There hasn't been a whole lot to cheer about in recent weeks for the fiercely loyal fans of the Maryland men's basketball team, who saw their Terps lose four of six to close out the regular season before falling to Michigan State, 64-61, in the Big Ten tournament semifinals March 12.
Come to think of it, pleasant March memories have been few and far between for too long in Terrapin Nation.
Last season's NCAA tournament appearance was the first for Maryland since 2010 and the first for head coach Mark Turgeon since arriving in College Park in 2011. That campaign, which ended in a devastating fashion against West Virginia, marked the fifth straight time the Terps have lost in the second round going back to 2004. They were a four seed on four of those occasions, and they enter the 2016 NCAA tournament as a five seed.

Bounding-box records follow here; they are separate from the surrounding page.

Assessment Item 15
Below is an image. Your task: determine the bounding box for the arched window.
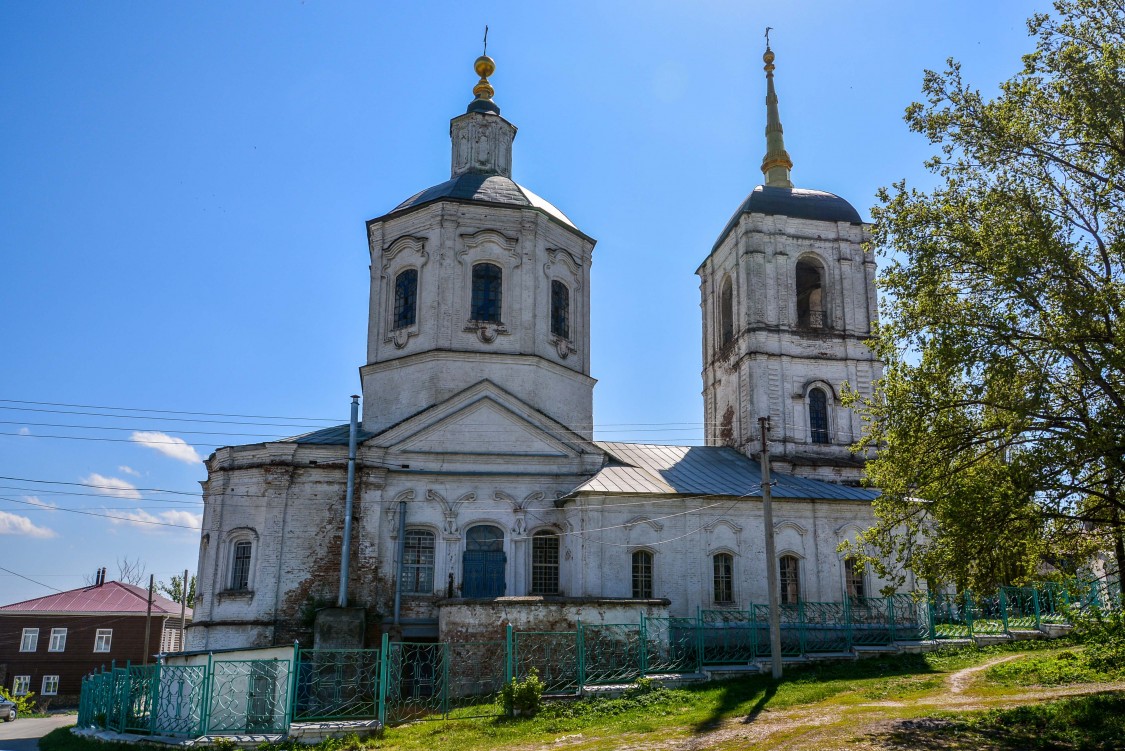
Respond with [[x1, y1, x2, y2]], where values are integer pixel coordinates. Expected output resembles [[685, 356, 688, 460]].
[[403, 530, 434, 595], [719, 277, 735, 346], [844, 558, 867, 599], [711, 553, 735, 605], [797, 259, 828, 328], [779, 555, 801, 605], [394, 269, 419, 328], [469, 263, 504, 324], [551, 279, 570, 340], [632, 550, 653, 599], [531, 531, 559, 595], [809, 388, 829, 443], [231, 540, 254, 591]]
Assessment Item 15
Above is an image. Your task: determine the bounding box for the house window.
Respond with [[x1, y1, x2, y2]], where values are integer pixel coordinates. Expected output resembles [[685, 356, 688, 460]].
[[719, 277, 735, 346], [531, 532, 559, 595], [231, 540, 254, 591], [797, 260, 828, 328], [809, 388, 828, 443], [779, 555, 801, 605], [469, 263, 504, 324], [632, 550, 653, 599], [844, 558, 867, 599], [403, 530, 434, 595], [711, 553, 735, 605], [551, 279, 570, 340], [394, 269, 419, 328]]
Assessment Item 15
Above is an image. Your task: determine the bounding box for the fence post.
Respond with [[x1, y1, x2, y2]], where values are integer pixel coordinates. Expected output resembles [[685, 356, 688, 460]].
[[574, 618, 586, 696], [1000, 587, 1011, 636], [379, 632, 390, 727], [504, 623, 515, 684], [640, 610, 648, 678]]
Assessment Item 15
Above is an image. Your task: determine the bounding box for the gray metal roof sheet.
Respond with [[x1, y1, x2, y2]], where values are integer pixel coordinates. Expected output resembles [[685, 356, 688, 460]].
[[278, 423, 375, 446], [372, 172, 578, 230], [575, 441, 879, 501]]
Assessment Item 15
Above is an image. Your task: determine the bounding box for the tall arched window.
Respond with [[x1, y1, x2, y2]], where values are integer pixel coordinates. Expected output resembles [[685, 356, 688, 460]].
[[797, 259, 828, 328], [469, 263, 504, 324], [394, 269, 419, 328], [809, 388, 829, 443], [844, 557, 867, 599], [531, 531, 559, 595], [777, 555, 801, 605], [403, 530, 434, 595], [551, 279, 570, 340], [719, 277, 735, 346], [632, 550, 653, 599], [711, 553, 735, 605]]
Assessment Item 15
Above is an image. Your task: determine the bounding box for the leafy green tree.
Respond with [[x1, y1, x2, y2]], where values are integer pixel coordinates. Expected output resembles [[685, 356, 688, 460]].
[[852, 0, 1125, 589], [156, 574, 196, 607]]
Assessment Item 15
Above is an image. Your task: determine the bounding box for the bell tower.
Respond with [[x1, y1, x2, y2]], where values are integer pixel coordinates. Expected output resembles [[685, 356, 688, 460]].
[[696, 39, 882, 483]]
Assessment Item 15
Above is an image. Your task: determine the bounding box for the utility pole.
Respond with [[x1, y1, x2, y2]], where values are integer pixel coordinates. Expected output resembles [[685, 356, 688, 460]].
[[142, 573, 156, 664], [758, 417, 781, 680]]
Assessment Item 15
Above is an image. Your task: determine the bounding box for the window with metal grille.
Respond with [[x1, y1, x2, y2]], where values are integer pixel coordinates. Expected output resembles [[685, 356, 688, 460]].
[[844, 558, 867, 598], [779, 555, 801, 605], [551, 279, 570, 340], [231, 541, 254, 591], [719, 277, 735, 346], [712, 553, 735, 605], [394, 269, 419, 328], [531, 532, 559, 595], [632, 550, 653, 599], [403, 530, 434, 595], [469, 263, 504, 324], [809, 389, 828, 443]]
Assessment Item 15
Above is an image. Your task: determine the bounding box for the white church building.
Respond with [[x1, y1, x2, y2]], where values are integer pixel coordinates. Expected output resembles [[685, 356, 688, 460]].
[[189, 44, 900, 649]]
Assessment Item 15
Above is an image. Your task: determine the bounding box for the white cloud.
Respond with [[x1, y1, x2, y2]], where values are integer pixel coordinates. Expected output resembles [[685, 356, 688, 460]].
[[129, 431, 203, 464], [111, 508, 204, 532], [0, 512, 57, 540], [82, 472, 141, 500]]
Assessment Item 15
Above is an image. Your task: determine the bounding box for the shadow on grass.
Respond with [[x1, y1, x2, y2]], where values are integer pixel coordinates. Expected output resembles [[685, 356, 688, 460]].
[[866, 691, 1125, 751], [685, 654, 939, 732]]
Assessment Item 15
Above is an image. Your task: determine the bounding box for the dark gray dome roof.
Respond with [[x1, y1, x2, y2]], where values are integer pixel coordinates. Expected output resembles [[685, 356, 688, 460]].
[[372, 172, 581, 232], [716, 186, 863, 246]]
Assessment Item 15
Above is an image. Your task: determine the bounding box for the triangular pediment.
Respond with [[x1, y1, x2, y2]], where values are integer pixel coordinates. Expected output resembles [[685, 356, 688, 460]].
[[375, 381, 592, 459]]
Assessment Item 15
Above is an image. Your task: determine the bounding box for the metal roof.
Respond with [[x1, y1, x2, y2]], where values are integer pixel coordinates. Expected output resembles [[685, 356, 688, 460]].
[[575, 441, 879, 501], [371, 172, 581, 232], [714, 186, 863, 247], [278, 423, 375, 446], [0, 581, 191, 618]]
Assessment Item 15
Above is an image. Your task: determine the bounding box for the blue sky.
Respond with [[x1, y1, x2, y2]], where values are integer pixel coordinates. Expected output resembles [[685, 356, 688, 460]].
[[0, 0, 1047, 603]]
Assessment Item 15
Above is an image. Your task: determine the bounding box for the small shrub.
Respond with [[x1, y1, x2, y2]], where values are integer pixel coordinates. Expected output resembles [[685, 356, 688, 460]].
[[501, 668, 543, 717]]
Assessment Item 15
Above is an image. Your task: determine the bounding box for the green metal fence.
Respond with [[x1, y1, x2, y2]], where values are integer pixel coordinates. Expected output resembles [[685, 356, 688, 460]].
[[78, 582, 1115, 738]]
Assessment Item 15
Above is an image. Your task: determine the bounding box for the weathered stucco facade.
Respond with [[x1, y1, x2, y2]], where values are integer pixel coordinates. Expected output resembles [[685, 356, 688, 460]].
[[189, 49, 895, 649]]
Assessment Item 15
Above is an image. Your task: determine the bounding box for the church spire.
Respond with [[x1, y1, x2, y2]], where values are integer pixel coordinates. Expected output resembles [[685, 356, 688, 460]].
[[762, 33, 793, 188]]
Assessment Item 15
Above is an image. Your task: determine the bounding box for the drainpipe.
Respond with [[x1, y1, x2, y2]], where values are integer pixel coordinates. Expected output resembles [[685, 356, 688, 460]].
[[336, 395, 359, 607], [395, 500, 406, 626]]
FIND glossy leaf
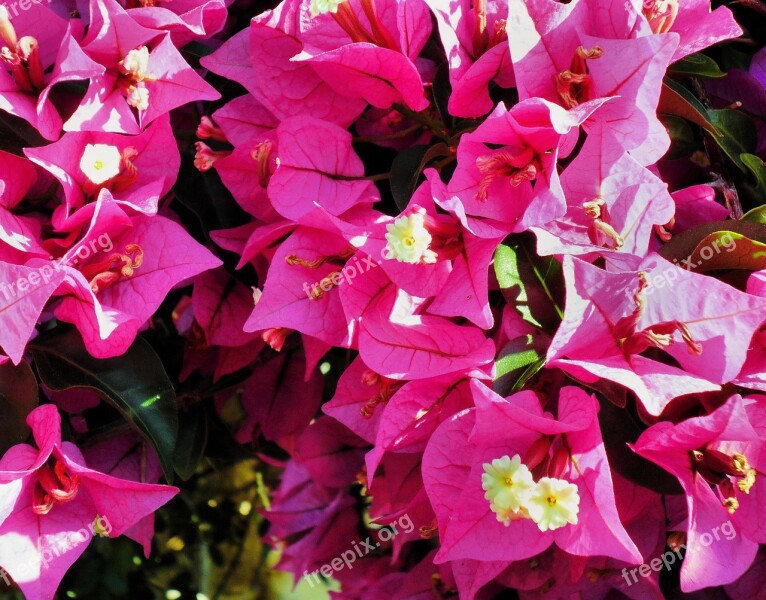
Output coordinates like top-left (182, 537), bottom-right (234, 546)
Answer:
top-left (668, 53), bottom-right (726, 77)
top-left (29, 327), bottom-right (178, 481)
top-left (687, 231), bottom-right (766, 273)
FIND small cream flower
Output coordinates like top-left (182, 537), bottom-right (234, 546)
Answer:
top-left (126, 84), bottom-right (149, 110)
top-left (481, 454), bottom-right (535, 526)
top-left (311, 0), bottom-right (346, 17)
top-left (80, 144), bottom-right (122, 185)
top-left (119, 46), bottom-right (149, 81)
top-left (386, 209), bottom-right (436, 264)
top-left (526, 477), bottom-right (580, 531)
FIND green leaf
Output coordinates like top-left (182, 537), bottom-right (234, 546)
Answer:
top-left (686, 231), bottom-right (766, 273)
top-left (29, 327), bottom-right (178, 481)
top-left (657, 78), bottom-right (721, 139)
top-left (707, 108), bottom-right (758, 172)
top-left (173, 403), bottom-right (208, 481)
top-left (739, 153), bottom-right (766, 199)
top-left (598, 397), bottom-right (683, 494)
top-left (0, 362), bottom-right (38, 455)
top-left (431, 63), bottom-right (452, 129)
top-left (668, 53), bottom-right (726, 77)
top-left (494, 235), bottom-right (563, 331)
top-left (658, 220), bottom-right (766, 266)
top-left (492, 335), bottom-right (550, 396)
top-left (659, 115), bottom-right (701, 160)
top-left (389, 145), bottom-right (428, 210)
top-left (740, 204), bottom-right (766, 225)
top-left (389, 142), bottom-right (453, 210)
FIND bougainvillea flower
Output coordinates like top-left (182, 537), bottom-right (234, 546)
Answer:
top-left (60, 0), bottom-right (220, 134)
top-left (200, 5), bottom-right (366, 127)
top-left (426, 0), bottom-right (514, 117)
top-left (634, 395), bottom-right (766, 592)
top-left (532, 125), bottom-right (674, 268)
top-left (0, 404), bottom-right (178, 600)
top-left (423, 381), bottom-right (641, 564)
top-left (55, 195), bottom-right (221, 358)
top-left (25, 115), bottom-right (181, 231)
top-left (268, 117), bottom-right (380, 220)
top-left (121, 0), bottom-right (231, 48)
top-left (210, 94), bottom-right (279, 147)
top-left (264, 0), bottom-right (431, 111)
top-left (448, 98), bottom-right (603, 231)
top-left (340, 269), bottom-right (495, 379)
top-left (77, 428), bottom-right (162, 558)
top-left (508, 0), bottom-right (678, 165)
top-left (547, 255), bottom-right (766, 415)
top-left (631, 0), bottom-right (742, 62)
top-left (0, 3), bottom-right (70, 140)
top-left (245, 227), bottom-right (355, 347)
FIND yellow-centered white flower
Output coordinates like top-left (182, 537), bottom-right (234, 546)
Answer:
top-left (126, 85), bottom-right (149, 110)
top-left (386, 211), bottom-right (436, 264)
top-left (481, 454), bottom-right (535, 527)
top-left (80, 144), bottom-right (122, 185)
top-left (526, 477), bottom-right (580, 531)
top-left (311, 0), bottom-right (346, 17)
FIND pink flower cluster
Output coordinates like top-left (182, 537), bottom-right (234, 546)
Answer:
top-left (0, 0), bottom-right (766, 600)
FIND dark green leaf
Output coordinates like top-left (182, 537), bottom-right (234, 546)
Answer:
top-left (668, 53), bottom-right (726, 77)
top-left (492, 335), bottom-right (549, 396)
top-left (431, 63), bottom-right (452, 129)
top-left (686, 231), bottom-right (766, 273)
top-left (739, 154), bottom-right (766, 200)
top-left (659, 115), bottom-right (700, 160)
top-left (389, 145), bottom-right (428, 210)
top-left (29, 327), bottom-right (178, 481)
top-left (494, 235), bottom-right (563, 331)
top-left (174, 403), bottom-right (208, 481)
top-left (741, 204), bottom-right (766, 225)
top-left (658, 220), bottom-right (766, 266)
top-left (707, 108), bottom-right (758, 172)
top-left (598, 397), bottom-right (682, 494)
top-left (657, 77), bottom-right (720, 138)
top-left (0, 362), bottom-right (38, 455)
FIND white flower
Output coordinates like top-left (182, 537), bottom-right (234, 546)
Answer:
top-left (311, 0), bottom-right (346, 17)
top-left (386, 209), bottom-right (436, 264)
top-left (527, 477), bottom-right (580, 531)
top-left (481, 454), bottom-right (535, 526)
top-left (80, 144), bottom-right (122, 185)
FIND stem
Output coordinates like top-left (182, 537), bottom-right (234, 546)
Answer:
top-left (351, 124), bottom-right (422, 143)
top-left (732, 0), bottom-right (766, 15)
top-left (522, 246), bottom-right (564, 319)
top-left (391, 102), bottom-right (449, 143)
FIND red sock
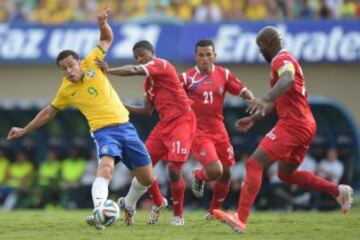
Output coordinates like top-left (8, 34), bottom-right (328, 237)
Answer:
top-left (209, 180), bottom-right (230, 214)
top-left (278, 170), bottom-right (339, 197)
top-left (147, 180), bottom-right (163, 206)
top-left (170, 177), bottom-right (185, 217)
top-left (195, 168), bottom-right (210, 182)
top-left (237, 158), bottom-right (263, 224)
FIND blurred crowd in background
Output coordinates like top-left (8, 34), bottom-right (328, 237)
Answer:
top-left (0, 0), bottom-right (360, 25)
top-left (0, 144), bottom-right (346, 211)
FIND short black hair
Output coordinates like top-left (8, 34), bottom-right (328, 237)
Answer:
top-left (195, 39), bottom-right (215, 52)
top-left (133, 40), bottom-right (155, 53)
top-left (56, 50), bottom-right (79, 66)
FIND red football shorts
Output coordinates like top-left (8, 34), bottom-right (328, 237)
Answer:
top-left (145, 111), bottom-right (196, 163)
top-left (192, 129), bottom-right (235, 166)
top-left (259, 122), bottom-right (316, 165)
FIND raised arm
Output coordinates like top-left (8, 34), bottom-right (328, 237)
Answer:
top-left (97, 8), bottom-right (113, 52)
top-left (7, 105), bottom-right (58, 140)
top-left (125, 95), bottom-right (154, 117)
top-left (95, 58), bottom-right (146, 76)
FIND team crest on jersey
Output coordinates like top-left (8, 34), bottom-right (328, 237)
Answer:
top-left (218, 88), bottom-right (224, 95)
top-left (200, 151), bottom-right (206, 157)
top-left (86, 69), bottom-right (95, 78)
top-left (100, 146), bottom-right (109, 154)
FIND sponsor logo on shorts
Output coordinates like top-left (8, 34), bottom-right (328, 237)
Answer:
top-left (266, 128), bottom-right (276, 141)
top-left (226, 147), bottom-right (234, 160)
top-left (219, 88), bottom-right (224, 95)
top-left (86, 69), bottom-right (95, 78)
top-left (100, 146), bottom-right (109, 154)
top-left (200, 151), bottom-right (206, 157)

Of course, that was all preceded by the golden era of Maryland basketball, a time defined by big shots and Final Fours. Former head coach Gary Williams led the Terps to 11 straight tourney appearances from 1994-2004, highlighted by the run to the 2002 national championship, the lone title in program history. Maryland was a second weekend staple in those days, advancing to the Sweet 16 in five of six years between 1998 and 2003.
It is that type of dominant era that the Terrapin faithful were undoubtedly hoping had returned earlier this season when they saw their team near the top of the polls for the first time in a decade. It is those fond memories that they're hoping to relive. So, for a moment, forget that the Terps limped to the finish line this season, and let's revisit that former time in hopes they can do it again.
Here are Maryland's top five all-time performers in NCAA tournament play:
Juan Dixon, 2002
Dixon, currently a Terps assistant under Turgeon, is the definition of Maryland royalty, thanks to his legendary performance in the 2002 NCAAs. He led the Terps to the only national title in program history, scoring 155 points (25.8 per game) in the six wins on 52-of-96 shooting. He hit 10 shots during four different tournament games and made a total of 22 3-pointers en route to the hardware as the Final Four's Most Outstanding Player.
Lonny Baxter, 2001
While Dixon ultimately shined the brightest, it was actually Baxter that took home the regional MVP award during each of Maryland's two trips to the Final Four. Baxter keyed Maryland's first voyage to the national semifinals in 2001, when he piled up 69 points and 34 rebounds during wins against Georgia State, Georgetown and Stanford. He wasn't too shabby a year later, either, averaging 15.6 points and 8.5 rebounds per game during Maryland's title run.
Drew Nicholas, 2003
You knew this one was coming. The sixth-seeded Terps were on the ropes during the first round against UNC Wilmington only a year after winning it all. Down a point with five seconds left, Maryland's Nicholas took an inbounds pass and dribbled it the length of the court before swishing an off-balance 3-pointer as time expired. Nicholas, then a senior, sprinted directly to the locker room and into the hearts of Maryland fans everywhere. He scored 57 points in three games before the Terps lost in the Sweet 16.
Joe Smith, 1995
It is truly a shame Smith's brilliance was on display for only six NCAA tournament games. His line in Maryland's 82-68 second-round victory against Texas in 1995 looks like it came straight out of a video game. The 6-foot-10 center scored 31 points on 10-of-17 shooting to go with seven blocks, four steals and -- wait for it -- 21 rebounds. His career scoring average of 20.8 points per game in the tournament is second in program history and a big reason he'd eventually become the No. 1 overall pick during the 1995 NBA Draft.
Steve Blake, 2000-03
With all due respect to the late Len Bias, no list of Maryland March performers is complete without Blake. The point guard's 97 career assists in the NCAAs is by far the most in Maryland history, and he trails only Dixon in all-time steals (27). His numbers are respectable but not flashy -- he averaged 7.6 points and 6.1 assists during 16 career tournament games. But as usual, most of Blake's contributions won't show up in a box score, like his leadership. Maybe that is why he's the only player on this list still playing in the NBA.